Tobe Nwigwe performs onstage in Austin in 2022.
Tobe Nwigwe performs onstage in Austin in 2022. Photograph: Suzanne Cordeiro/AFP/Getty Images

Nwigwe’s faith is core to him and his music. MoMINTS is loaded with imagery of demons, devils, Hades and the Holy Ghost. Some are biblical references: “Big steppin’ on the head of the serpent,” and others less so: “Lord forgive me I put a hole in his shirt / Lord forgive me he was on the wrong turf.” There’s a clear tension between the man of God who loves his family and the man whose experiences inform his worldview. What does he hope people will take from it? His answer is amusingly simple: “Go with God, dodge the devil.”

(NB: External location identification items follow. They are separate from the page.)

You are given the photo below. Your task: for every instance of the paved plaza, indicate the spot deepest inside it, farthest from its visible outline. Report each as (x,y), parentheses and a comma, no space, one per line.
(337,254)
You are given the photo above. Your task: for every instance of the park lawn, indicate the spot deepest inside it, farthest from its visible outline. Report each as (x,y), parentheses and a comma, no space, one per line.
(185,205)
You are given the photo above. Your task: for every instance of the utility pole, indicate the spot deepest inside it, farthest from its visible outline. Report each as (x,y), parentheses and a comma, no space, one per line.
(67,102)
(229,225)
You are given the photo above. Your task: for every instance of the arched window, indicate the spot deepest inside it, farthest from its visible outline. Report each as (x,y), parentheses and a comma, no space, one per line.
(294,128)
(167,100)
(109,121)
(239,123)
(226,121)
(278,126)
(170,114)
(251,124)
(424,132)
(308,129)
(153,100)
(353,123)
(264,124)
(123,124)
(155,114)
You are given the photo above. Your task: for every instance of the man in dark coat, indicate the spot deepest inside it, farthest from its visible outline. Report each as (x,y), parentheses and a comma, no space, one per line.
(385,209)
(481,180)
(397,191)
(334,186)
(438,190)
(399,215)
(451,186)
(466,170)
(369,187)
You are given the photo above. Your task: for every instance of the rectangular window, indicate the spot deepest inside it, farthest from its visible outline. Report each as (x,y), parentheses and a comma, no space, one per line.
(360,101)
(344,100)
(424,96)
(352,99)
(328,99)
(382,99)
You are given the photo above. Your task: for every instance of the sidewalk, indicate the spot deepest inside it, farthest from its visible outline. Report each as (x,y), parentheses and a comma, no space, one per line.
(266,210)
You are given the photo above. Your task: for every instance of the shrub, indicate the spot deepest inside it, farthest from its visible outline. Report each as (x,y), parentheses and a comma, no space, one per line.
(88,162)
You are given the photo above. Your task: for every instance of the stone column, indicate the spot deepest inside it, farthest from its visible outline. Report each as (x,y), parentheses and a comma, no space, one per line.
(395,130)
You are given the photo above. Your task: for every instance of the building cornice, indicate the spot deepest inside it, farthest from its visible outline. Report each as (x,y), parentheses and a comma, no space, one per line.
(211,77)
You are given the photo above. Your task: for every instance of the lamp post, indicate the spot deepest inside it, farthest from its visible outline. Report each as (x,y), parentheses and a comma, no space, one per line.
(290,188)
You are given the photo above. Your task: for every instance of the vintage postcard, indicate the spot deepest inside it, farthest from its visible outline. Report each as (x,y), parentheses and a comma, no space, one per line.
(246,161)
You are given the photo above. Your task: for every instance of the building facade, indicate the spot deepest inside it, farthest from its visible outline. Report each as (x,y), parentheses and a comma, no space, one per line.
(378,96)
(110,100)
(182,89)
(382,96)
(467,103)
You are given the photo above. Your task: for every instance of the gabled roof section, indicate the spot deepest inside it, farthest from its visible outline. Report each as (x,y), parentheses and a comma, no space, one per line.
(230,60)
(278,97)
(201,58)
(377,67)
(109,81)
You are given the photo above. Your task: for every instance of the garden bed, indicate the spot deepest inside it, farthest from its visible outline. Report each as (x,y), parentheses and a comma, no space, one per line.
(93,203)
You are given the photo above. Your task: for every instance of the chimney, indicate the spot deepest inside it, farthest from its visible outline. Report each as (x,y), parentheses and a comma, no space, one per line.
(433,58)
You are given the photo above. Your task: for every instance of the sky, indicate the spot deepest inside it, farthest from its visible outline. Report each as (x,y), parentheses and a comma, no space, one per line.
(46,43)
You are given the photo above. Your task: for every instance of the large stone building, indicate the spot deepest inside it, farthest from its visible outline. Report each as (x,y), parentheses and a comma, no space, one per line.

Family follows closely. Fat features on six out of 11 songs on the album. On Round Here (Part Two) her falsetto is a counterpoint to Nwigwe’s bass; On Lord Forgive Me her fierce, maternal energy threatens to outshine both her husband and Pharrell. In live shows, Nwigwe and Fat are a double act and their three children roam freely on stage. They’re a very visible priority in his career. “It’s just more important than the rest of the stuff that’s happening,” he says. “My relationship with God, my wife and my kids is the most important thing to me. If any one of those things are not what they’re supposed to be, I have absolutely no problem stopping all that I’m doing … Making music, doing movies, shows, interviews”

He’s not kidding. A San Francisco venue told him late in the day that his kids couldn’t be there. “It was a sold-out show. I was gonna go outside and tell each person that unfortunately, since they can’t have kids here, I can’t perform, so we gon’ give y’all money back.” They eventually changed their minds. “I feel like it’s important for other people to see you don’t gotta compromise in any way, shape or form what’s important to you.”

To shoot his role as Reek in the latest Transformers movie, the entire family went to Montreal. Nwigwe was hand-picked by the director, Steven Caple Jr, despite the two never having never met or Nwigwe having acted in a film. You can understand why. He’s charismatic to say the least. Filming went so well that he had to cancel his European tour. “On the way to shoot more scenes, we found that we were nominated for this award at the Grammys.”

It doesn’t end there. Mo, the Netflix sitcom that Nwigwe also starred in, has been renewed for a second season; he featured on the Wakanda Forever soundtrack and his 2023 began with a performance at Chance the Rapper’s festival in Ghana. Grammy win or not, Nwigwe’s immaculate journey continues.